A witness to the event, who wished to remain anonymous told the BBC that there were “a lot of cars, a big bonfire and a lot of music. The one that I heard was a song about white power and this kept going on and on. It was very loud and distinctive.”
A permit for the event was required from East Cambridgeshire District Council, and an application was lodged for a “private party with music.” During the application process Cambridgeshire Constabulary was consulted as to whether they had any objections. They said they had none as the organiser claimed the event was being held in support of Help for Heroes.
Yet Cambridgeshire police spokesman has now told Cambridge News: “There was a three day music event held the weekend before last in a private field near Haddenham with the owner’s permission. We had been in contact with other forces about similar events and were aware of a possible right wing element.
“Senior officers planned and implemented a response proportionate to the risk.
“We worked with organisers and landowner and the event took place without any disorder or crime committed.”
Help for Heroes, which works on behalf of injured soldiers and their families, denied any connection to the event, adding that they would not accept donations from extremist groups.
The Campaign Against Antisemitism has questioned why the Police force allowed the event to go ahead if they believed it had a connection to extremism, and why no charges are being brought against the group despite video evidence of clear anti-Semitism emerging from the rally.
A spokesman for the Campaign said: “Cambridgeshire Constabulary say they knew that this event was organised by the far-right but they also say they thought it was a charity event for Help for Heroes. They say they knew that Nazi salutes and anti-Semitic singing took place, but that no crime was committed.
“It is staggering that in 2016 in Britain a police force is allowing neo-Nazi from a group banned across Europe to enter our country, use it as a haven for fascism, rally against Jews and then claim that no part of that was unlawful.
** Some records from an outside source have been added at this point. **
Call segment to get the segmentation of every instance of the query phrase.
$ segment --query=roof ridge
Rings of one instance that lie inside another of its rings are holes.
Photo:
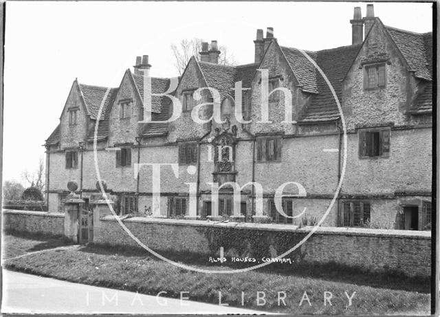
[[[398,32],[403,32],[404,33],[409,33],[410,34],[414,34],[414,35],[424,35],[424,34],[426,34],[428,33],[432,33],[432,32],[425,32],[423,33],[419,33],[417,32],[413,32],[413,31],[408,31],[408,30],[404,30],[404,29],[399,29],[398,28],[395,28],[393,26],[388,26],[388,25],[384,25],[385,28],[386,28],[387,29],[391,29],[391,30],[394,30],[395,31],[398,31]]]
[[[87,86],[87,87],[94,87],[94,88],[103,88],[104,89],[119,89],[119,87],[104,87],[104,86],[96,86],[96,85],[88,85],[88,84],[80,84],[80,83],[78,83],[78,85],[79,85],[80,86]]]

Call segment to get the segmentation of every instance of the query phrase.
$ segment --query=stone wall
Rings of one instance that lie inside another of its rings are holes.
[[[4,210],[3,230],[64,234],[64,214]]]
[[[311,230],[288,225],[210,223],[131,218],[123,221],[142,243],[159,252],[195,252],[219,256],[275,256],[295,245]],[[138,246],[113,216],[100,221],[94,242]],[[430,232],[319,228],[299,250],[287,257],[311,263],[329,263],[371,272],[430,275]]]

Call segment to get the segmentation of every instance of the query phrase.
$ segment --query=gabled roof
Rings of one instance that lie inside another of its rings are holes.
[[[386,26],[415,77],[432,80],[432,32],[420,34]]]
[[[241,80],[243,88],[249,88],[258,64],[247,64],[240,66],[228,66],[208,62],[197,61],[208,87],[216,89],[221,100],[227,96],[234,96],[235,83]]]
[[[135,75],[131,74],[134,80],[136,88],[140,96],[141,102],[144,103],[144,76]],[[152,94],[164,94],[170,85],[170,80],[168,78],[158,78],[151,77],[151,93]],[[159,96],[153,96],[151,97],[151,112],[159,113],[162,108],[162,100],[165,97]]]
[[[360,45],[356,45],[306,52],[326,75],[340,102],[342,80],[360,47]],[[330,87],[313,63],[298,49],[281,47],[281,50],[302,91],[312,93],[310,103],[300,114],[300,120],[316,122],[339,118],[339,110]]]
[[[60,142],[60,124],[56,126],[55,130],[51,133],[50,136],[46,140],[46,144],[48,145],[56,144]]]
[[[104,115],[107,112],[107,108],[110,108],[116,96],[118,88],[108,88],[105,87],[91,86],[78,83],[81,94],[84,97],[85,107],[87,109],[88,114],[91,119],[97,120],[100,107],[104,101],[102,109],[101,110],[101,117],[99,120],[104,119]],[[106,96],[106,92],[109,89]],[[104,98],[106,97],[105,100]]]

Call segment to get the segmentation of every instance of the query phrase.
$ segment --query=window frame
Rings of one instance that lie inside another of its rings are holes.
[[[267,152],[268,145],[273,141],[272,156]],[[281,135],[270,135],[258,137],[256,141],[256,151],[255,160],[257,163],[278,162],[283,160],[283,137]]]
[[[182,93],[182,112],[190,112],[192,109],[197,105],[196,100],[194,99],[194,89],[186,90]],[[190,100],[190,108],[188,108],[188,100]]]
[[[116,167],[131,166],[131,147],[121,146],[120,150],[116,151]]]
[[[131,104],[131,100],[120,100],[119,102],[120,120],[129,119],[130,118],[131,118],[133,112]]]
[[[191,153],[187,153],[188,147],[191,148]],[[196,142],[186,142],[178,145],[179,165],[192,165],[199,160],[199,144]]]
[[[359,222],[355,224],[355,205],[359,205]],[[346,219],[346,206],[349,206],[349,218]],[[366,205],[368,206],[368,217],[366,218]],[[339,224],[341,227],[363,228],[362,224],[366,221],[371,223],[371,202],[366,200],[344,200],[341,204]]]
[[[78,168],[78,151],[66,151],[65,168],[66,169]]]
[[[168,197],[168,204],[167,210],[168,218],[183,218],[188,212],[188,204],[189,202],[187,196],[173,196]],[[177,208],[179,206],[179,208]],[[177,210],[180,210],[177,215]]]
[[[69,112],[69,125],[74,126],[78,124],[78,108],[71,108],[67,111]]]
[[[292,205],[292,210],[289,210],[288,205],[290,203]],[[294,199],[290,197],[281,198],[281,204],[283,206],[283,210],[287,216],[294,215]],[[276,210],[275,206],[275,199],[270,198],[267,199],[267,217],[270,218],[271,221],[274,223],[281,224],[294,224],[294,218],[289,219],[286,218],[281,214],[280,214]]]
[[[374,136],[378,133],[379,144],[375,150]],[[389,158],[391,151],[391,129],[390,128],[371,128],[360,129],[358,131],[358,156],[360,159]],[[377,152],[375,153],[375,152]]]
[[[127,200],[129,201],[128,208],[129,212],[127,212]],[[135,213],[138,211],[138,196],[135,195],[123,195],[120,196],[120,210],[119,215],[122,216],[124,215],[129,215],[129,213]],[[131,209],[131,207],[133,205],[134,209]],[[133,212],[130,212],[133,211]]]
[[[384,69],[384,82],[383,83],[380,84],[380,68],[383,67]],[[370,86],[370,76],[368,74],[368,72],[371,69],[374,69],[373,76],[375,80],[375,85],[373,87]],[[386,63],[380,62],[380,63],[373,63],[365,64],[364,65],[364,90],[374,90],[380,88],[385,88],[386,87],[386,82],[387,82],[387,72],[386,72]]]

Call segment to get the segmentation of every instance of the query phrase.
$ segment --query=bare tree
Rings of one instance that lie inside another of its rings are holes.
[[[43,191],[45,184],[45,162],[43,157],[38,160],[36,169],[33,173],[25,170],[22,173],[22,177],[31,187],[36,187]]]
[[[175,58],[175,66],[179,75],[184,73],[185,67],[192,56],[195,56],[197,61],[200,60],[199,52],[201,50],[203,41],[201,39],[197,38],[189,40],[184,39],[177,45],[171,44],[171,50]],[[230,52],[227,46],[220,45],[219,50],[221,52],[219,60],[219,64],[236,65],[236,62],[234,59],[234,55]]]
[[[25,188],[16,181],[5,181],[3,184],[3,199],[4,200],[20,200]]]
We are lodging a formal complaint and expect the conduct of the police officers concerned to be investigated, and the neo-Nazi perpetrators identifiable from the video footage to be prosecuted for their crimes.”
The footage suggests the group may have broken laws including section 29B of the Public Order Act 1986 which states: “A person who uses threatening words or behaviour, or displays any written material which is threatening, is guilty of an offence if he intends thereby to stir up religious hatred.”
The maximum penalty, after a trial in the Crown Court, is seven years’ imprisonment. Incitement to racial hatred and acts likely to stir up racial hatred are also illegal.
Cambridgeshire Police came under severe criticism in August of this year when a number of its officers threatened the leader of PEGIDA UK, Tommy Robinson, with criminal charges unless he removed himself and his three young children, all under the age of ten, from the city of Cambridge immediately.
The family was at a pub with friends following attendance at a football match when the incident happened. Robinson reported that his children were all visibly upset by the presence of the officers, who followed them over a mile and a half to the train station.